Further, into the deep darkness of the woods they had found another home that was more remote and on a higher mossy cliff with water that trickled down the slope.
When I asked why they left he said that there were great changes happening here that they could no longer live with and so had moved on.
He didn’t know what changes but like a rabbit fleeing a forest fire they had smelled the smoke.
Sad to part, he stayed for a while and kept me company but I knew he as restless to join the others.
It had been a few weeks since I’d last seen them and they had left shortly after our last visit.
Asking if I would ever see them again, he didn’t know but said that I would always hear them if they sensed me.
He left and I turned around and came home.
Not wanting to travel any further along the trail.

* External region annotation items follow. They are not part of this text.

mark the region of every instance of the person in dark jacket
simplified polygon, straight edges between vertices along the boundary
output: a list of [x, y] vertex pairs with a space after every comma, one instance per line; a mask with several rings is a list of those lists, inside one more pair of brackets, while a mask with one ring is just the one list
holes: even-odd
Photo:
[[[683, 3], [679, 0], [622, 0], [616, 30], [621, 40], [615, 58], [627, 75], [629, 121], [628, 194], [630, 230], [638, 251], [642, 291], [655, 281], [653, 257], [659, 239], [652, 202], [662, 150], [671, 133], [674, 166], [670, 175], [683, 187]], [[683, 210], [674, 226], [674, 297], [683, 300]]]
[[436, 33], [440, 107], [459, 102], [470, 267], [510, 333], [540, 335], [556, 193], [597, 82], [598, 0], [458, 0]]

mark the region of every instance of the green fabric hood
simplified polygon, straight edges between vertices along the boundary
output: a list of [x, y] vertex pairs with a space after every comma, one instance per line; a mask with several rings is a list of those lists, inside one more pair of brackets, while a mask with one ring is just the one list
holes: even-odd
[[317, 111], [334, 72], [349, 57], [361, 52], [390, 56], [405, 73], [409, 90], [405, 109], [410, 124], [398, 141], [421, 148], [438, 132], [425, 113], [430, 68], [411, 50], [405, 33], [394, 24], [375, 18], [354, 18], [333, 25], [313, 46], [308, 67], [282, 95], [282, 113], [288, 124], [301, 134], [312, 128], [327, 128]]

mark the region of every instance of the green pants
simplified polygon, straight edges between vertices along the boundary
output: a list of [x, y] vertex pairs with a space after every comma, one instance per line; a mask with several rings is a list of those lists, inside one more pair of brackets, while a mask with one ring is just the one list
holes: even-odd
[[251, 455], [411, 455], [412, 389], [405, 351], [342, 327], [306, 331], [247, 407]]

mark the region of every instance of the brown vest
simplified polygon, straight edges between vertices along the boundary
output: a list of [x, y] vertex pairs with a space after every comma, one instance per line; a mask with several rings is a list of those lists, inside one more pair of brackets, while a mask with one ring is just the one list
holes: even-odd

About ten days later I headed up the path once more just in case someone was still there and saw what had made them move on.
Heavy-duty equipment had widened the trail and a pipeline was going in through the wilderness.
Replacing old water mains that have been in disuse for years.
But worst of all the mossy knoll that I knew so well was now gone.
Blasted into rubble.
Somehow they knew!
And moved on.
Leaving behind an echo.
A shadow of what once was.
I don’t travel that path any longer.
The newness of the trail has lost its wildness.
And once again I walk alone.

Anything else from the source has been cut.